NZD/USD Summary
The New Zealand economy may have started 2025 with a bang, but that wasn’t enough to support the Kiwi dollar on Thursday with the pair sinking to multi-week lows as risk aversion returned. Having taken out some key downside levels, there’s scope for the move to extend further—especially if risk appetite were to sour.
Strong Growth is Yesterday’s News
New Zealand’s economy grew 0.8% in Q1, comfortably ahead of the RBNZ’s 0.4% forecast, with strength concentrated in goods production.
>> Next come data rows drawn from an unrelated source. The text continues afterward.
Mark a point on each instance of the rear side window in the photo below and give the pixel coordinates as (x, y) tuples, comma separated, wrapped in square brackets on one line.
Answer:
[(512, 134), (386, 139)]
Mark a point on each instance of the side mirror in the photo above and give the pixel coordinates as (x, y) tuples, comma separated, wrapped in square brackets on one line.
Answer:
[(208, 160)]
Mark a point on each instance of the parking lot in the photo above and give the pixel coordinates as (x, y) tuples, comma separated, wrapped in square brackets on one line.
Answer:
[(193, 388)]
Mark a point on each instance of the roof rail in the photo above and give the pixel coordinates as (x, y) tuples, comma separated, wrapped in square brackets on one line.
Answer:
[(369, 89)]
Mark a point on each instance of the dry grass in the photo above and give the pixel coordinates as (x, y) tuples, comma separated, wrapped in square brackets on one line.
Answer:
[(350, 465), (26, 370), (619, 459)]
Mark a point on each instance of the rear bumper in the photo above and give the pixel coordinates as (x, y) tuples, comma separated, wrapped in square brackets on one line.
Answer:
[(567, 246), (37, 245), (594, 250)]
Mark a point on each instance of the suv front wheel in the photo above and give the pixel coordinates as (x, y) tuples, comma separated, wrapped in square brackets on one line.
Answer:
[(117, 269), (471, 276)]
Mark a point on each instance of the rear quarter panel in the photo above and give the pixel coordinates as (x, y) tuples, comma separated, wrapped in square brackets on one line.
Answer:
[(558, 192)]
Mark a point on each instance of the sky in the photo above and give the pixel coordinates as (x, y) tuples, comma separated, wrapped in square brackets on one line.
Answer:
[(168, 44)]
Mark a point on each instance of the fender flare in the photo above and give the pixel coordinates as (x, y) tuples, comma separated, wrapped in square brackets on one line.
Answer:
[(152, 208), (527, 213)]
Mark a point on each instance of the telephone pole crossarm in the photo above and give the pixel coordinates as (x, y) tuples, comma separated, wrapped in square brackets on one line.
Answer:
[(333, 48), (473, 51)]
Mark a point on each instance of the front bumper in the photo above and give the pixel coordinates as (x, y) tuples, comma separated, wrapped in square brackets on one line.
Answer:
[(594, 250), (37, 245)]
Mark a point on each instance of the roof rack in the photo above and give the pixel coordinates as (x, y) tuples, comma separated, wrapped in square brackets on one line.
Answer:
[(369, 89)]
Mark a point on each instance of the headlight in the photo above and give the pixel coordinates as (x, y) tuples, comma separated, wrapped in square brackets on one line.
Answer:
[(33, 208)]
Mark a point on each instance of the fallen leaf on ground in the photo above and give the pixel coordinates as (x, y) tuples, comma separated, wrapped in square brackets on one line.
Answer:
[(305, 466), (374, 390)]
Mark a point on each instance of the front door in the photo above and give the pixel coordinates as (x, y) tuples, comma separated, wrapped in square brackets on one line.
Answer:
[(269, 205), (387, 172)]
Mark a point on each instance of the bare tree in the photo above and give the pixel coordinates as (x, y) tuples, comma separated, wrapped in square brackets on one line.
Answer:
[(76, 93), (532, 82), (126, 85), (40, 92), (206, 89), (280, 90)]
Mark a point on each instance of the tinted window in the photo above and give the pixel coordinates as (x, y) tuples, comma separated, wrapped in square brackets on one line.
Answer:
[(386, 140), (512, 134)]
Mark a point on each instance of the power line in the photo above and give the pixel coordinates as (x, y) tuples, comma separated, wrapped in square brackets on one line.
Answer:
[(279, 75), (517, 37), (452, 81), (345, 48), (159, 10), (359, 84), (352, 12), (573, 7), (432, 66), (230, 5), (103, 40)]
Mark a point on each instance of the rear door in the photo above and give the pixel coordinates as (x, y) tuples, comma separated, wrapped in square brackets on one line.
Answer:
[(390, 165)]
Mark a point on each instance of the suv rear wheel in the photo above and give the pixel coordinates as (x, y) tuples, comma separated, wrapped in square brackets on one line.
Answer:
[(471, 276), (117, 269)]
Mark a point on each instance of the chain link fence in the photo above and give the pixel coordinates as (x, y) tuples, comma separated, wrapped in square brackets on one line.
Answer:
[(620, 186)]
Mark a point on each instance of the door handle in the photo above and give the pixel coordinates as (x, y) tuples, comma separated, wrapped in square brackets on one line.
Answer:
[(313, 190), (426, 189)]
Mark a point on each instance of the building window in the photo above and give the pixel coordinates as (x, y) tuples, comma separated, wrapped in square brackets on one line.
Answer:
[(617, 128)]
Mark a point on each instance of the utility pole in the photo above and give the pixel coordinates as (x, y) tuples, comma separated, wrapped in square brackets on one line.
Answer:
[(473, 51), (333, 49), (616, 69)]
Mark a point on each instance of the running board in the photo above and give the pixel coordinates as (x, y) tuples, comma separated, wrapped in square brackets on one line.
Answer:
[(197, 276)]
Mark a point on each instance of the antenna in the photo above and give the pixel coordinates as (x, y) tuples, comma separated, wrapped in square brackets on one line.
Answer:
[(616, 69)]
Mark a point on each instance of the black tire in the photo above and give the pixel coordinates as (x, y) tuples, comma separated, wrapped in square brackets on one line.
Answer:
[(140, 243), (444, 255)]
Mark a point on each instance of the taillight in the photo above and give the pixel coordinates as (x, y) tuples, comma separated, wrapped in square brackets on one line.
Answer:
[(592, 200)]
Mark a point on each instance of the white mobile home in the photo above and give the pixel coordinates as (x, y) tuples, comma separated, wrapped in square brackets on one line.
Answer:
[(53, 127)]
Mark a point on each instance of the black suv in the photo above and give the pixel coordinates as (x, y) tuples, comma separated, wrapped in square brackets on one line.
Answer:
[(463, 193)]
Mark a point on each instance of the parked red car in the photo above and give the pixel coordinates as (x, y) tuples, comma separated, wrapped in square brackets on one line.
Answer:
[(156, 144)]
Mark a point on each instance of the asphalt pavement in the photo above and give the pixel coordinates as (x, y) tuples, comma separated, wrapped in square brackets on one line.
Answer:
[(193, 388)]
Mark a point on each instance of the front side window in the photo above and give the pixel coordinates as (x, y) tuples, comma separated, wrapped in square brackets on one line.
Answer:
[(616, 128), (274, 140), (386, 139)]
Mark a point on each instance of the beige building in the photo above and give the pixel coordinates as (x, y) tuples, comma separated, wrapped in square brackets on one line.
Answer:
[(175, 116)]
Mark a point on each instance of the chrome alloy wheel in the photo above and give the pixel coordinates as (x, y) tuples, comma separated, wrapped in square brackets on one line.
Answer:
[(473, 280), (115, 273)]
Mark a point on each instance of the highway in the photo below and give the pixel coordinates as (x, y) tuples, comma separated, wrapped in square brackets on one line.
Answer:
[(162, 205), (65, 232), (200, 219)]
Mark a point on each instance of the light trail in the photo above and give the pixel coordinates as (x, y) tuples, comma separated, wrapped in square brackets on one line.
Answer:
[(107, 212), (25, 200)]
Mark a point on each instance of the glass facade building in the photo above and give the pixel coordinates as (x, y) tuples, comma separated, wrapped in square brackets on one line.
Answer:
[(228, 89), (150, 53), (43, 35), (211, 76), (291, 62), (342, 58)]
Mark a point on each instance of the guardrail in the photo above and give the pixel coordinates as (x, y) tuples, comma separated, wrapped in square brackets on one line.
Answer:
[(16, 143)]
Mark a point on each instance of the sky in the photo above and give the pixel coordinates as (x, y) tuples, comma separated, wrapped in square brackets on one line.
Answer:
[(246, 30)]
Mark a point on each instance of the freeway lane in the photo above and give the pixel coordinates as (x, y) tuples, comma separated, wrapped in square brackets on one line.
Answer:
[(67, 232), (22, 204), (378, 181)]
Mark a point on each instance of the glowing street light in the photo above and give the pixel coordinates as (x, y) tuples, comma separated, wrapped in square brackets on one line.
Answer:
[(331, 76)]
Despite the quarterly pop, annual GDP was still down 1.1%, a reminder that broader conditions remain fragile.
Manufacturing rebounded 2.4%, helped by transport equipment and machinery, while business services also rose 2.4% thanks to a lift in IT-related activity. Healthcare chipped in with another solid quarter, up 1.4%. The bounce in goods-producing industries—up 1.3% after a sharp fall in Q4—was a key driver behind the upside surprise. The services side—the largest sector accounting for 73.6% of GDP—was softer, rising 0.4% overall.
Despite topping market and RBNZ expectations, the data was rightly treated by traders as something akin to a historic document with little relevance to today.
NZD/USD Breaks Down
Source: TradingView
Downside risks for NZD/USD flagged earlier in the week have materialised, with the price tumbling to levels not seen since early June. Rather than being Kiwi-specific, the move was sparked by a Bloomberg headline stating the U.S. was readying for a possible attack on Iran in the “coming days.” It was enough to see NZD/USD break channel support it had been testing for several days beforehand, overwhelming buyers who had been lurking beneath .6000.
RSI (14) is trending lower and below 50. MACD remains above zero but has already crossed the signal line and is keeling over, adding to the sense that while not yet outright bearish, the momentum picture is shifting in that direction.
Downside levels to watch include the 50-day moving average, .5925—where the Kiwi bounced from in late May—along with .5900 and the important 200-day moving average. Having previously acted as support, .5990 may now revert to resistance if the bearish break were to reverse.